Mrs Adams presents the painting to museum staff

The National Maritime Museum Cornwall has been presented with a watercolour of the Jane Slade by Reuben Chappell. The donation came from Mrs G Adams, whose husband was given the painting by Ernie Slade of Slade’s Boatyard, and came with book entitled Practical Navigation.

The museum’s notes on the painting reveal that the Jane Slade was named after the only woman shipbuilder in Cornwall, and that she who took control of her family’s business on her husband’s death in 1870. Her legacy lived on through successive generations of shipbuilders, repairers and mariners and in this ship named after her.
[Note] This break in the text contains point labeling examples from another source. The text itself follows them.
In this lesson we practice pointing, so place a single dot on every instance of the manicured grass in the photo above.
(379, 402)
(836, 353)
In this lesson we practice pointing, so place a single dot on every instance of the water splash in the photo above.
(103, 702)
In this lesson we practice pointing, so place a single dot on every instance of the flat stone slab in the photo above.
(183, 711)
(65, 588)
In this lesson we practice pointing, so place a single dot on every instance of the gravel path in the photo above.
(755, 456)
Jane’s story inspired Daphne du Maurier’s first novel The Loving Spirit.

Reuben Chappell (1870-1940) is one of this country’s best known pierhead painters. An artist who spent his entire working life making portraits of ships for seamen, his work is in the best tradition of pierhead painting painted not for galleries or art collectors, but for the men whose lives and livelihoods were intimately entwined with the subjects of the painting.

Chappell lived and painted in Cornwall from 1904 until his death in 1940.

The book dated 1852 is believed to have been owned by Jane Slade’s son Thomas, one-time captain of the schooner. Inserted inside are four pages which relate to Thomas receiving his Master Mariners Certificate headed Plymouth School of Science and Navigation – these are an extremely rare find.